Compensation Peer Group (used for benchmarking)

Advansix; American Vanguard; Balchem; Compass Minerals; CSW Industrials; CVR Partners; Ecovyst; Hawkins; Ingevity; Intrepid Potash; Orion Engineered Carbons; Quaker Chemical; REX American Resources; Rogers; U.S. Silica (FY2024 peer set).
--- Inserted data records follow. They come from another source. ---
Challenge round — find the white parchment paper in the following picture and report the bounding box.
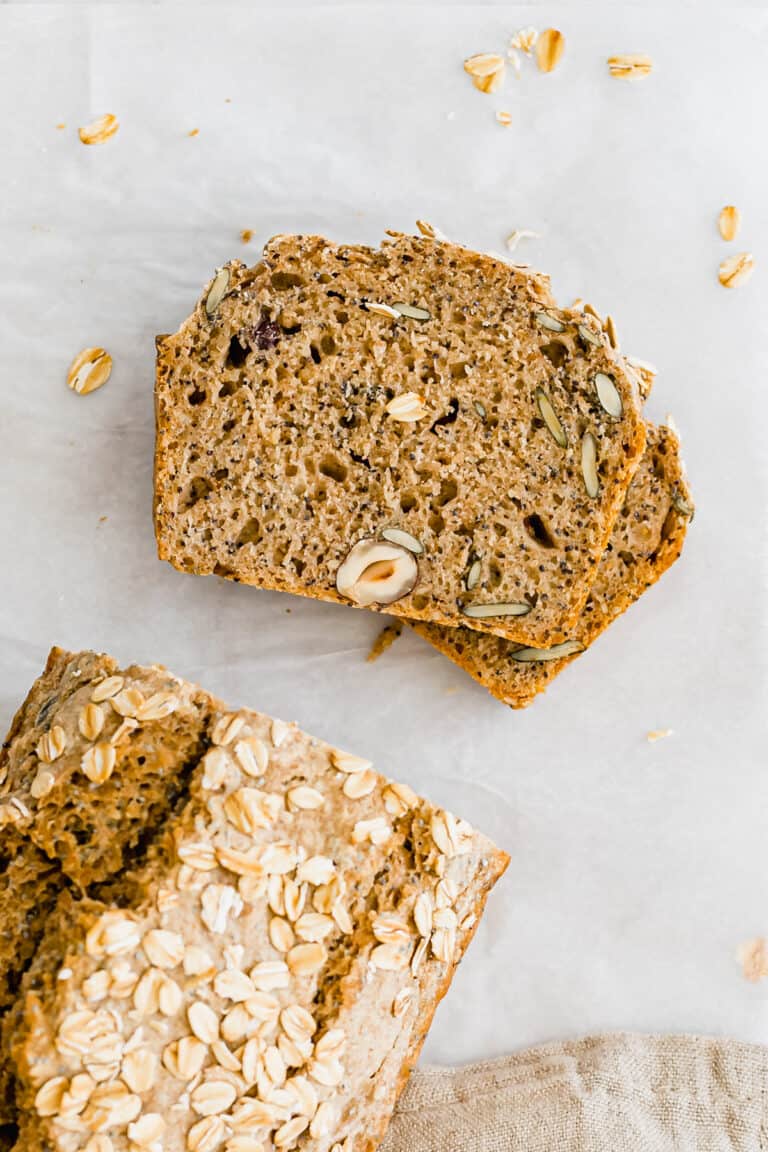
[0,3,768,1062]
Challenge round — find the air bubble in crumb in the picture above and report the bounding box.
[737,937,768,984]
[365,621,403,664]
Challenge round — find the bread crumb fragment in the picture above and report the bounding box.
[365,620,403,664]
[737,937,768,984]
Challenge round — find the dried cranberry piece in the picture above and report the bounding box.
[252,316,281,351]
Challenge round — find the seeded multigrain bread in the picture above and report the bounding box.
[154,235,645,644]
[5,653,508,1152]
[413,425,693,708]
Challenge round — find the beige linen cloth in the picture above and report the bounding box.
[381,1033,768,1152]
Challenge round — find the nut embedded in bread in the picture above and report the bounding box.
[3,653,507,1152]
[412,425,693,708]
[154,235,645,645]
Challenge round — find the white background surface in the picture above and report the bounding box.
[0,3,768,1062]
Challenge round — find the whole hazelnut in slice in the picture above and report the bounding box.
[336,539,419,608]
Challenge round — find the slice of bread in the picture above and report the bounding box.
[154,235,645,645]
[412,425,693,708]
[0,651,508,1152]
Risk Indicators & Red Flags

  • Hedging/pledging prohibited by policy (reduces misalignment risk).
  • Double‑trigger CIC cash multiple (3× salary+target bonus) is above typical mid‑cap medians; equity acceleration can occur if awards aren’t assumed in a CIC.
  • One late Form 4 for CEO (and certain other insiders) in 2024 related to an RSU grant filing; company disclosed Section 16(a) compliance otherwise.
  • No stock option overhang (no outstanding options or SARs), mitigating dilution risk.

Investment Implications

  • Alignment: High equity mix; 1.8% personal ownership; compliance with 5× salary ownership guideline; anti‑hedging/pledging policy supports long‑term alignment with shareholders.
  • Near‑term supply dynamics: 2024 vesting totaled ~307k shares for the CEO; additional time‑based RSU tranches and potential PSU vesting in 2025–2027 may create episodic selling to cover taxes/cash needs, though no options are outstanding.
  • Pay for performance: STI tied 75% to EBITDA/production and 25% to EHS; 2024 results (EBITDA ~97% of plan; NH3 below threshold) signal management focus on operational reliability in 2025. Relative‑TSR PSUs link long‑term pay to shareholder returns (cap at target if 3‑yr TSR is negative), a shareholder‑friendly feature.
  • Governance: Combined Chair/CEO offset by strong Lead Independent Director role and fully independent committees; 100% meeting attendance indicates active oversight.
  • Transaction incentives: Double‑trigger 3× CIC cash plus equity acceleration could be supportive of strategic alternatives if value‑creative, but may be scrutinized by governance‑focused investors.